Play teaches kids how to fail and bounce back.
Fear of failure can be insidious, creating conditions where someone won’t even step in the arena to see what they can do. Play counters this. Kids can play kickball at recess, even if they are terrible, because there’s no mom, dad, or coach there to critique them afterward. Kids can get their butts kicked at soccer during recess, be a bit upset they lost, and then learn to move on quickly to the next activity.
Kids are experts at bouncing back and moving on from failure quickly—but only if we let them. When kids are constrained in hyper-structured and controlled environments, we are essentially taking away their natural opportunities for exploration.
During elementary school, your child may come home one day obsessed with firefighters, only to drop that like a bad habit and want to learn everything about dolphins the next, and then two weeks later be wanting to play basketball nonstop. This is a huge positive. It’s crucial not only for learning to move on from failure but also for developing a robust and diversified sense of identity.
Building Resilience
If we want resilient kids, we’ve got to give them the opportunities to flex their resilience muscles and develop their resilience skills. Too often, we’re doing the opposite, always looking over their shoulders, never giving them the freedom to dabble, explore, mess up, find their path, connect with likeminded others, and see that the world isn’t a dangerous place.

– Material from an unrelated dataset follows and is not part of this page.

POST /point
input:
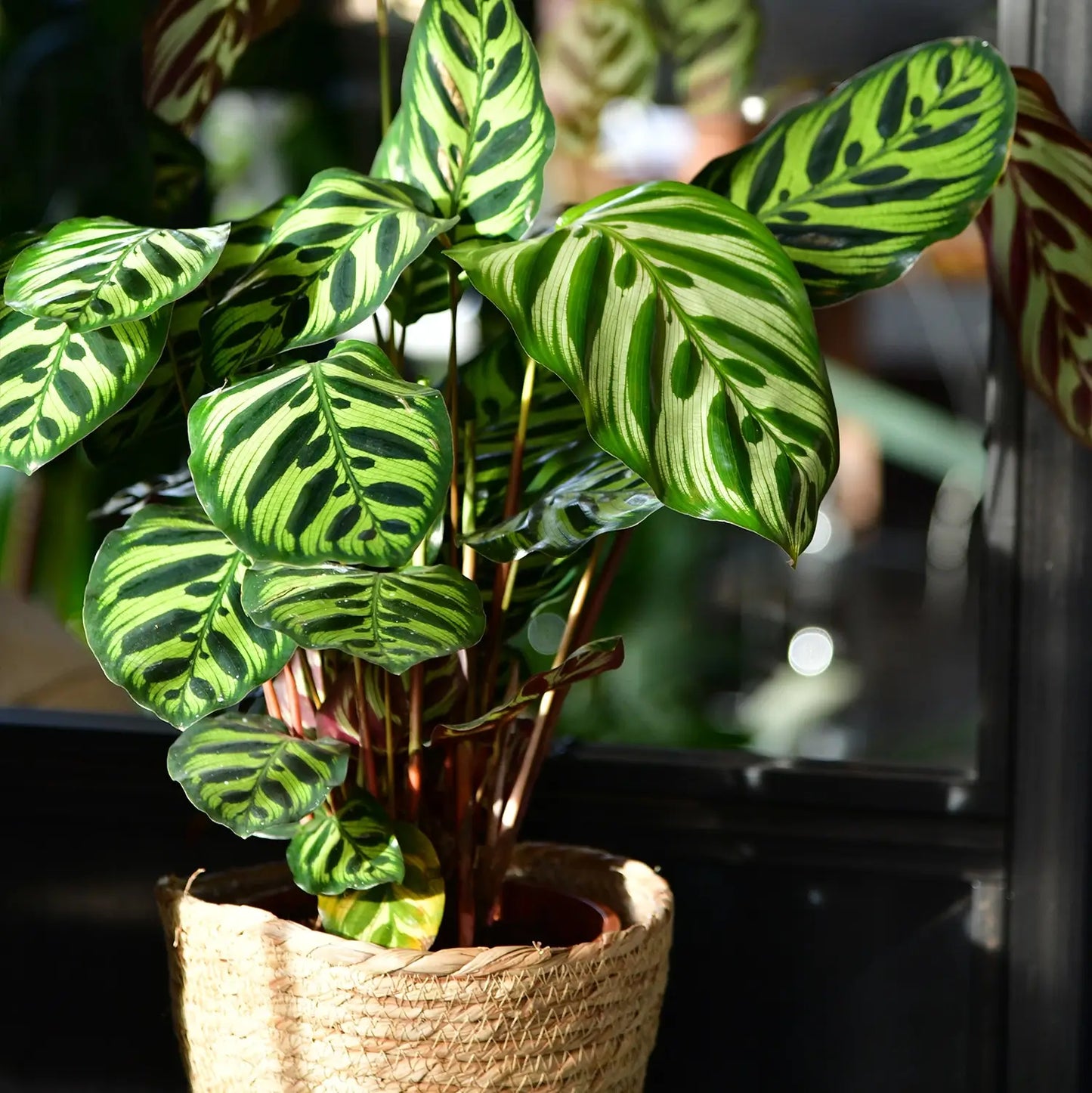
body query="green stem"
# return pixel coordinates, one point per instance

While many adults lament kids retreating into video games, we think it offers one of the clearest examples of the problem. Video games are this generation’s sandlot. It’s a place free of adults, where kids can mess up, talk trash, lose, and bounce back—all without an adult hovering over them. Adults have forced kids into the video game box. It’s the one area where adults can’t get in the way.

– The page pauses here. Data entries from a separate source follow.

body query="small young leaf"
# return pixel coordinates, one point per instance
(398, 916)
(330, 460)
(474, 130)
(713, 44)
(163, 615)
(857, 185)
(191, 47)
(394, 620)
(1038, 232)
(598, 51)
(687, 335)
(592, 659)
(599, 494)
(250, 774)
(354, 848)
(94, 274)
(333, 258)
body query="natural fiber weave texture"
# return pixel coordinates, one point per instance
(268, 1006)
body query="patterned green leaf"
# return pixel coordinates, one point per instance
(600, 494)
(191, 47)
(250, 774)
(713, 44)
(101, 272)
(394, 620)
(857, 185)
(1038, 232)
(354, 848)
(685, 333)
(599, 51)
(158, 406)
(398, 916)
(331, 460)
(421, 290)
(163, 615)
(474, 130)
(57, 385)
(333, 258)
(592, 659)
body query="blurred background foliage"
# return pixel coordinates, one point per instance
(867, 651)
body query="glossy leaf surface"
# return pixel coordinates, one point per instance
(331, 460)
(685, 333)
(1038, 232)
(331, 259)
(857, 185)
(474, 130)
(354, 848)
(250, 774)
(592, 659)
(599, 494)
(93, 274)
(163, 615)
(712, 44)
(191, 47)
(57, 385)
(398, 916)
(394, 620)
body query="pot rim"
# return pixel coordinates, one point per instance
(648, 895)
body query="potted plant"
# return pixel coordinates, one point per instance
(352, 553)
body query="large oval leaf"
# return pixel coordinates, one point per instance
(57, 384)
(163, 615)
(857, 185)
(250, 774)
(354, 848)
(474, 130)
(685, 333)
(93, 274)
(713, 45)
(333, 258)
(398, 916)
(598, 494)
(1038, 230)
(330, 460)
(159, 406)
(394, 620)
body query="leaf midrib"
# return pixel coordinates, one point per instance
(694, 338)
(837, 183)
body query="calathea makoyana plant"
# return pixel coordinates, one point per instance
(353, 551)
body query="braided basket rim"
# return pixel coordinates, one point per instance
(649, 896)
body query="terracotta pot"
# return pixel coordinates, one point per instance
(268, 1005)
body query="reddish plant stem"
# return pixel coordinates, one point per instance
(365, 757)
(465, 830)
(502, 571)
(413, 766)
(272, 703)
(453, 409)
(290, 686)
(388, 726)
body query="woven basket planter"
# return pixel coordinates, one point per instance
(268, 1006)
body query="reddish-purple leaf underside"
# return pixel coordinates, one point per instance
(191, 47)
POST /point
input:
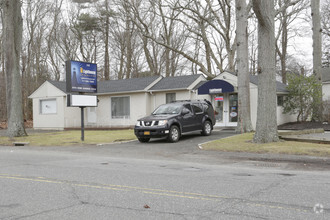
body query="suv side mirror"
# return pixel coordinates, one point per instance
(185, 111)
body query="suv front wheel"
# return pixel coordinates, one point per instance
(144, 140)
(174, 134)
(207, 128)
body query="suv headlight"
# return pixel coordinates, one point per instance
(162, 122)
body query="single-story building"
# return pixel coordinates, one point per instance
(122, 102)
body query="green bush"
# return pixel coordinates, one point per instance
(304, 98)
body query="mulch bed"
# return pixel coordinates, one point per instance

It’s time to reverse course. Our kids desperately need it. We need to give kids the space to explore, mess up, and maybe even break a bone or two. Adults need to realize that the price of a broken wrist at age six is much less than the cost of a young adult who hasn’t learned the skills to manage their emotions or explore the world around them. Yet adults only see the broken wrist, not the much greater, albeit hidden, cost of safetyism.

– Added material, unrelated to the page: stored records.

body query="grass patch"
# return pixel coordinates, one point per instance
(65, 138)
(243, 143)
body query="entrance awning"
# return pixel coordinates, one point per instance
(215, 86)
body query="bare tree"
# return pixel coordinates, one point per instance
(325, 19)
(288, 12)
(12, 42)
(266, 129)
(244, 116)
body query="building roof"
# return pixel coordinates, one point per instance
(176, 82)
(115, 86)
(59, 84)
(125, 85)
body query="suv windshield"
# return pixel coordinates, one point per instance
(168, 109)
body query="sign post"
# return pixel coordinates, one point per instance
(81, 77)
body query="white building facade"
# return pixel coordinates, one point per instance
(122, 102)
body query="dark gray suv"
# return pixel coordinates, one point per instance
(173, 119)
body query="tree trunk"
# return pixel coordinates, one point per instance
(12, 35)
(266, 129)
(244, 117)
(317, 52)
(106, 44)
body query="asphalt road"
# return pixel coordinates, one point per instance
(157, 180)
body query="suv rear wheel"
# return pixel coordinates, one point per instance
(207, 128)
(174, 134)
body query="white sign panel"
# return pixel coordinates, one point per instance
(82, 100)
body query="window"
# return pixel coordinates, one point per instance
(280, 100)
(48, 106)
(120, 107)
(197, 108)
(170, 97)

Decades of research shows that when we turn up the dial on threats, whether perceived or real, our brains listen. We’re more likely to avoid conflict instead of approach it, react instead of respond, and isolate instead of connect.
Without being aware of it, adults are training kids to have hypersensitive threat alarms and a lack of tools or resources to handle inevitable challenges. The consequences are dire. Here are some tools for adults that can help reverse the trend.
- Ask yourself if your fears are high probability and local or based on rare but salient stories and global. If the latter, allow your fears to be there but don’t let them dictate your actions.
- Acknowledge, accept, and expect your kids to get hurt, both physically and emotionally, during adult-free play. As you’ve read above, this is the point!
- Help your kids understand their values (ruggedness) and how they can use them to make decisions and navigate uncertainty (flexibility).
- Identify actual threats (e.g., the main road) and set firm boundaries that protect actual safety. Then, within those boundaries, get out of your kids way.
- Resist the urge to go crazy with the youth sports industrial complex. We’ve been privileged to work with truly elite athletes and we can assure you that whether or not they played in the top league between age 5-13 had absolutely nothing to do with their adult success.
- Remember that you are not only parenting your kids now, but you are also preparing them for the years to come and how to confront inevitable disorder and uncertainty in their lives.